The IRS Statistics of Income Winter 2012 Bulletin says a grand total of 239.3 million tax returns are expected to be filed during calendar year 2012. This number, says the IRS, represents an increase of 1 percent from the estimated calendar year 2011 filings.
It's also this week's By the Numbers figure.
That's a healthy number, but the IRS has plenty of other return projections, for 2012 and many years to come.
The bulk of 2012's returns are, as usual, from individual taxpayers. The IRS expects that 1040s, 1040As and 1040EZs, as well as Forms 1040NR, 1040NR-EZ, 1040-C, 1040EZ-T, 1040-PR and 1040-SS, will account for 145.4 million returns.
The next biggest subset of 2012 filings will come from various 29.7 employment returns.
Individual estimated taxes will bring in another 23.3 million filings for the IRS to handle in 2012.
On the corporate side, IRS researchers project corporate returns will account for 6.8 million filings this year and partnerships will send in another 3.6 million returns.
Almost 1.5 million returns in 2012 will come from exempt organizations.
A lot of "other" returns: A substantial part of the IRS' 2012 processing duties will be in connections with what the agency refers to as supplemental documents.

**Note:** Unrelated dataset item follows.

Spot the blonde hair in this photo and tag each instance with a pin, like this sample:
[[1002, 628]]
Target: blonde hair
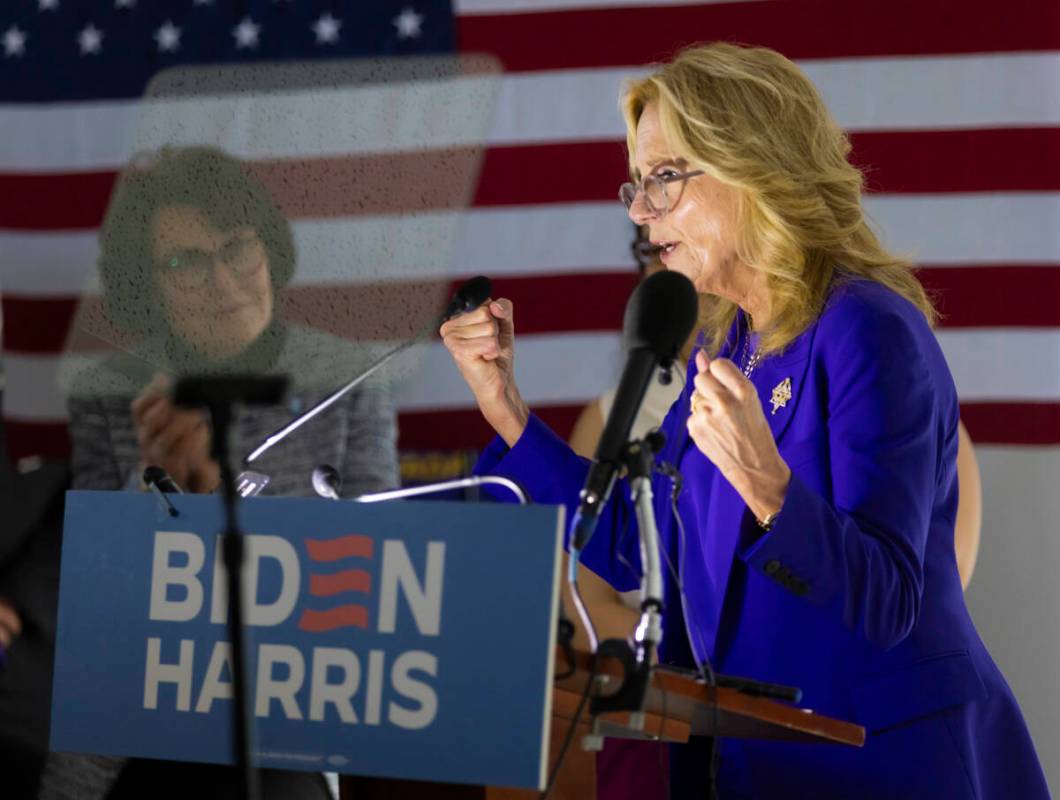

The agency expects around 23.5 million fillings of:
- 1040-X, amended individual tax return;
- 4868, individual income tax filing extension request;
- 1120-X, amended corporate tax return;
- 5558, extension to file certain employee plan returns;
- 7004, extension to file certain business income tax, information and other returns; and
- 8868, extension to file an exempt organization return.
The remainder of returns will come from areas such as political organizations, government entities and excise tax filings.
Estate tax issues: The IRS also will be dealing with documents from a tax area that hasn't seen as much action in recent years: estate tax.
Beginning in 2012, the unused estate tax exemption of a spouse becomes portable. That means taxpayers can now claim a spouse's unused exemption on Form 706, the federal estate tax return.
The filing volume of this tax form is expected to increase this year, says the IRS, since some estates which aren't otherwise required to file will do so just to take advantage of the exemption's portability.
What's ahead? And going forward, the IRS projects the grand total of all return filings will grow at an average annual rate of 1 percent. Filings, says the IRS, should reach 253.5 million returns by 2018.
Let's hope the agency's got a plan to get its computers up to speed with not only the inevitable tax law changes, but also all these additional returns in the coming years.